Postdoctoral Researcher, Large Behavior Models
At Toyota Research Institute (TRI), we're on a mission to improve the quality of human life. We're developing new tools and capabilities to amplify the human experience. To lead this transformative shift in mobility, we've built a world-class team in Automated Driving, Energy & Materials, Human-Centered AI, Human Interactive Driving, Large Behavior Models, and Robotics.
The Learning From Videos (LFV) team in the Robotics division focuses on the development of foundation models capable of leveraging large-scale multi-modal (RGB, depth, flow, semantics, bounding boxes, tactile, audio, etc) data from multiple domains (driving, robotics, indoors, outdoors, etc) to improve the performance of downstream tasks. This paradigm targets training scalability, since data from multiple modalities can be equally leveraged to learn useful data-driven priors (3D geometry, physics, dynamics, etc) for world understanding. Our topics of interest include, but are not limited to, Video Generation, World Models, 4D Reconstruction, Multi-Modal Models, Multi-View Geometry, Data Augmentation, and Video-Language-Action models, with a primary focus on embodied applications. We are aiming to make progress on some of the hardest scientific challenges around spatio-temporal reasoning, and how it can lead to the deployment of autonomous agents in real-world unstructured environments.

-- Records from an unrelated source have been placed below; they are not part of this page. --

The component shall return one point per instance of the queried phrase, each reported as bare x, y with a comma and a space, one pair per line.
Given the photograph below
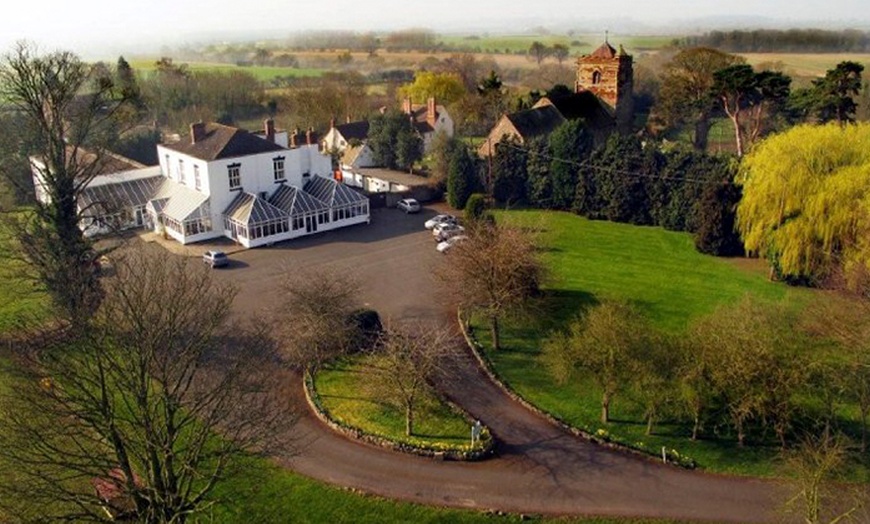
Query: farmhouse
222, 181
602, 98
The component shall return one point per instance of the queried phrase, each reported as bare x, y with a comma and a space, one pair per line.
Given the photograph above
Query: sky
99, 26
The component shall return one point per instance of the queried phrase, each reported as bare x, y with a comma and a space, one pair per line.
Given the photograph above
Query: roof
605, 50
220, 141
396, 177
250, 209
179, 201
536, 121
583, 105
110, 198
332, 192
294, 201
354, 130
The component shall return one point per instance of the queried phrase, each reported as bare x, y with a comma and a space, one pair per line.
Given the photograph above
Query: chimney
197, 132
431, 116
269, 125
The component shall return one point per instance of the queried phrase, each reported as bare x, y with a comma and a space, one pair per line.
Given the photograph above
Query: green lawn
661, 274
343, 392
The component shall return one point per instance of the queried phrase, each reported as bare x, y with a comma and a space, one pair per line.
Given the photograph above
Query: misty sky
86, 25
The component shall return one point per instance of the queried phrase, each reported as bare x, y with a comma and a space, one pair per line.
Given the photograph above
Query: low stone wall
671, 456
485, 451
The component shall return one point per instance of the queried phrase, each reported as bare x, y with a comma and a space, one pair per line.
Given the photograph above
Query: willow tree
806, 201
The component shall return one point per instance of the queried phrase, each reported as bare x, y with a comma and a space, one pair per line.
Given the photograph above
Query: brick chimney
269, 126
431, 116
197, 132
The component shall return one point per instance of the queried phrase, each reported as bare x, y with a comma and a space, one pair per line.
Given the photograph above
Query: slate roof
536, 121
294, 201
358, 130
334, 193
250, 209
220, 141
180, 202
110, 198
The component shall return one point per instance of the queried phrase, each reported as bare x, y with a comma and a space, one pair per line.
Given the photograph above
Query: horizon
91, 31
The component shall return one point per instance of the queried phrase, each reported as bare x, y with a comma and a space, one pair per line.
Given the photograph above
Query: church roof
605, 50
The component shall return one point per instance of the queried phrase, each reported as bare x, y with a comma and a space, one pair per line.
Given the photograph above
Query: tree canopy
806, 200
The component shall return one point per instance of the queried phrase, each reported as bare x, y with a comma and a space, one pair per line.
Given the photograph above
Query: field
663, 276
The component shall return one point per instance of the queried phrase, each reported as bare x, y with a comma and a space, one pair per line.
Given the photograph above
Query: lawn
349, 400
662, 275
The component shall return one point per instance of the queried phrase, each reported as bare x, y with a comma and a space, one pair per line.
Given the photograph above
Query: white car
408, 205
449, 232
439, 219
445, 246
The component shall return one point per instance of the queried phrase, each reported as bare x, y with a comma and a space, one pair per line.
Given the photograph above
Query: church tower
608, 74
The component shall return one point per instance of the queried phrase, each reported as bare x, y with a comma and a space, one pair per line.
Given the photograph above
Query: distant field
807, 65
262, 73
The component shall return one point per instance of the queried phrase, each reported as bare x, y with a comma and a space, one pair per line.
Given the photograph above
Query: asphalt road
540, 468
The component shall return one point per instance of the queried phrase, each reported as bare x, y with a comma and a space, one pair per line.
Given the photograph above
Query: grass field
262, 73
662, 275
344, 393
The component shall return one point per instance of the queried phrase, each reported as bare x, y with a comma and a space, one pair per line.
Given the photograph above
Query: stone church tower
608, 74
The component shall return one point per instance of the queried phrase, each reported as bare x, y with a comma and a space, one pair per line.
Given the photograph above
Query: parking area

This year-long postdoctoral research position will be highly integrated into our team, with hands in both ongoing and new research and development threads in the areas of:
4D World Models
Physical and Embodied Intelligence
Multi-Modal Learning
This researcher will have the opportunity to work collaboratively with our team at TRI on high-risk, high-reward projects, pushing forward our understanding of spatio-temporal reasoning and zero-shot generalization. This is a research-focused position, targeting the development of methods and techniques that can solve real-world problems. We welcome you to join a positive, friendly, and enthusiastic team of researchers, where you will contribute to helping people gain and maintain independence, access, and mobility. We work closely with other Toyota affiliates and actively collaborate towards research publications and the productization of our developed technologies.
Responsibilities
Develop, integrate, and deploy algorithms for Multi-Modal and 4D reasoning targeting physical applications.
Handle the ingestion of large-scale datasets for training, including streaming, online, and continual learning.
Invent and deploy innovative solutions at the intersection of machine learning, computer vision, and robotics that improve the real-world performance of useful tasks.
Work closely with robotics and machine learning researchers and engineers to understand theoretical and practical needs.
Follow best practices producing maintainable code, both for internal use as well as for open-sourcing to the scientific community.
Qualifications
Ph.D. in a relevant technical field.
A strong background in computer vision and its applications to robotics and embodied systems.
A standout colleague with strong communication skills, and an ability to learn from others and contribute back to the scientific community with publications or open source code.
Passionate about assisting and amplifying older adults and those in need through dexterous manipulation, human-robot collaboration, and physical assistance innovation.
Bonus Qualifications
Spatio-temporal (4D) computer vision, including multi-view geometry, 3D/4D reconstruction, video generation, self-supervised learning, occlusion reasoning, etc.
Large-scale training of multi-modal deep learning methods, both in terms of dataset sizes and model complexity, context length extension, and efficient attention, distributed computing, etc.
Application of machine learning and computer vision to embodied applications.